The ball was found (According to the story) two klicks away.

Here's the damage.
Hardly a catastrophic failure. It broke one ring - didn't even bend (Looks like) the staves.
Now, the explosion of the "Peacemaker" aboard the USS Princeton in 1844 was a catastrophic failure and a good illustration of the linear vs transverse strength of wrought iron,
If Mons Meg's mishap had occurred in the heat of the moment instead of just at a ceremony, this old bitch could have still have thrown rounds down range.
Okay, I've illustrated the principle proving that a lot of little, weak parts can be better than just one big... part.

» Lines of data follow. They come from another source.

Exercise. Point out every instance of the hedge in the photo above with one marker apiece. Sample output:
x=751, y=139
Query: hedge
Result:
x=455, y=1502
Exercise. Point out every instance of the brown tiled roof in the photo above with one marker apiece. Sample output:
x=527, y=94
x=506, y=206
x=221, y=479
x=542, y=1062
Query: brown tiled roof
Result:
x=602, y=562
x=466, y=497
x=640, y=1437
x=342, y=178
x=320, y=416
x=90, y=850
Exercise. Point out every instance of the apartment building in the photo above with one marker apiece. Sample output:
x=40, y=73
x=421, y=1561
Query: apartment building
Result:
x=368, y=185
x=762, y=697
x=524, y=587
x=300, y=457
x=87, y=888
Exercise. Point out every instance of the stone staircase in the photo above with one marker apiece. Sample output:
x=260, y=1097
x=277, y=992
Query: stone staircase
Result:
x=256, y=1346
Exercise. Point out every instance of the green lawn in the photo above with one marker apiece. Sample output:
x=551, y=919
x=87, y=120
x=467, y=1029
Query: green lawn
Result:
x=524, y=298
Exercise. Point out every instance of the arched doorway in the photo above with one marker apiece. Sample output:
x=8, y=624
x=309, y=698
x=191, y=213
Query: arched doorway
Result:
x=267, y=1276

Here's a down and dirty demo of the making of a wrought iron cannon. It's a little one so the tube is a rolled sheet but the reinforcing rings are identical.
The comments are hilarious. "Why didn't they just cast it in one piece?" Like that's easier.
On the subject of of cast guns, we'll touch on "The Dardanelles Gun" to finish up.
The Dardanelles are, of course, the choke point between the Sea of Marma and the Black Sea. A bit to the west is the Hellespont, home of the disastrous Gallipoli campaign.
As long as there have been hotly contested chunks of real estate in the world, this has been one of them.

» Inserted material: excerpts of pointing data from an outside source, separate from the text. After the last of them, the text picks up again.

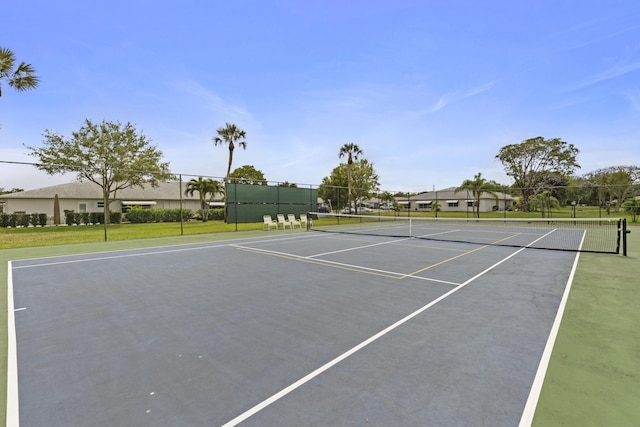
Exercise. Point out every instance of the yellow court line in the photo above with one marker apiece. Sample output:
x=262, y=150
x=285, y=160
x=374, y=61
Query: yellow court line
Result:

Anyway, the Dardanelles gun was cast - inspired by those cast by a Hungarian named Urban whose bombards knocked down the walls on Constantinople in 1453 thus making it Istanbul - in 1464.
The shift from Constaninople (formerly Byzantium) to Istanbul is lucidly explained in this video by They Might Be Giants (They did the theme song for "Malcom in the Middle" - and they might actually be giants.)
So Constantine's city fell and those Godless Muslims covered up all the mosiacs in the Hagia Sophia but... to the victors go the cool buildings.

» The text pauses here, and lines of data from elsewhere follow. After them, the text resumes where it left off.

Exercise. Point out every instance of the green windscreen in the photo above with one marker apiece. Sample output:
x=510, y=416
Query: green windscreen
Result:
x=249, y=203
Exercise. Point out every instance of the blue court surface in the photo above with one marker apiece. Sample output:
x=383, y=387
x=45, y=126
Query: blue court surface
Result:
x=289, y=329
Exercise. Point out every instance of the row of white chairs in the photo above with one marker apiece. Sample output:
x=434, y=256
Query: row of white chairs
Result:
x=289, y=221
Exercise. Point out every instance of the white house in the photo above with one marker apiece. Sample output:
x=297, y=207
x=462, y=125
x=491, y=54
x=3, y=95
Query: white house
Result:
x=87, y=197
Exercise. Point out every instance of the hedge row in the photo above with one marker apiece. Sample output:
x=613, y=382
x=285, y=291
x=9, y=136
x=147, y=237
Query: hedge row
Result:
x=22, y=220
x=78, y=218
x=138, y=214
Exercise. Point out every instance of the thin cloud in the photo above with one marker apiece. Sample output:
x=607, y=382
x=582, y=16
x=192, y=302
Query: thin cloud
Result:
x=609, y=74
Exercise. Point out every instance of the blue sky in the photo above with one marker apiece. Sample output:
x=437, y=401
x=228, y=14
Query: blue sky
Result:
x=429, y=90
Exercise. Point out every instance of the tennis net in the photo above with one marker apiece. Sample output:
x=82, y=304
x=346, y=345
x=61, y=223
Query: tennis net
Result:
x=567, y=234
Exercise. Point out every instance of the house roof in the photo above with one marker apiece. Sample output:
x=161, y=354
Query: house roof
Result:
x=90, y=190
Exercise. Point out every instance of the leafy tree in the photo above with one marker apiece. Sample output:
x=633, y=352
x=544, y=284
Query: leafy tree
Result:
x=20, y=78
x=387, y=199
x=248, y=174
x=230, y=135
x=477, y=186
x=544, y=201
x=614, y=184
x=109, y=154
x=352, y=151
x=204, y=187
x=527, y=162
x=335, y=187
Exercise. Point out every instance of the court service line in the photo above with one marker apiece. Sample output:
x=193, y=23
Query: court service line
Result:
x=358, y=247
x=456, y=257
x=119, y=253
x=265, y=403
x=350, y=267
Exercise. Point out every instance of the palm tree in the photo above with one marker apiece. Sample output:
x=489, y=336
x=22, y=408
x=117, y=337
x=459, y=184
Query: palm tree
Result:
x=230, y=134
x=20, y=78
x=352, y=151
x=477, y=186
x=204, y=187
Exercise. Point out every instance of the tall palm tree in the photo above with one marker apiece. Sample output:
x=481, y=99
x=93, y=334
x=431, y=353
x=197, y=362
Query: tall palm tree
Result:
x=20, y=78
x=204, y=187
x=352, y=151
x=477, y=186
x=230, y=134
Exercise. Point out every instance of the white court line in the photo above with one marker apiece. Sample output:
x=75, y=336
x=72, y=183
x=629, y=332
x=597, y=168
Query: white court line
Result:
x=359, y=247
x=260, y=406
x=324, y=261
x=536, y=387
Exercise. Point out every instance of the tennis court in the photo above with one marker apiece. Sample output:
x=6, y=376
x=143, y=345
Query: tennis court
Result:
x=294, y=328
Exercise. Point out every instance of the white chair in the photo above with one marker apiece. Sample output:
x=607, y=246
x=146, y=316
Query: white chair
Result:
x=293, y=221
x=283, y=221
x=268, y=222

About ten years later, this unit was commissioned.
24 7/8" bore, 18 tons (both chunks) and wicked bad.
It was, for a time set up to overlook the straits, the better to shell ships that may not be welcome in the Black Sea.
Fast forward from 1464 to 1807.
The Dardanelles Operation wherein the British thought to show those rag-heads who was boss and got their ass soundly whipped by this old antique as well as some of her sisters.
Twenty-eight Brit sailors dead and a solid Ottoman victory.
What I love about this old thing is this: One of the innovations brought to the table by the gun's designer/maker, Munir Ali, was the two piece construction seen above.

And that is where I fall in love with her.
Check out the picture. The two pieces (Probably 9 tons each as the smaller is the chamber/breech and contains a larger quantity of solid metal.) just screw together!
Now, I'm not throwing rocks at Munir Ali and his innovation at all. It's just that... I can't get my head wrapped around this concept where two parts of a whole - are threaded together - weighing nine tons apiece.
Just pick 'em up and screw 'em together. Righty - tighty, lefty - loosey.

Yeah, yeah. That's what those handy rims are for - levers and such.
Or a twenty-foot pipe wrench and teflon tape on a roll like paper towels.
Okay, gettin' silly.
Me, out.

4 comments:

S O said...

The list is horrible.
The totally forgot the Dora, for example:

http://en.wikipedia.org/wiki/Dora_%28artillery%29

S O said...

Oops, they didn't forget it. Just used a picture that's so small my brain took three views to associate it with the huge Dora.

It's the third biggest by calibre, and way bigger than the Yamato's and Musashi's 18 inchers.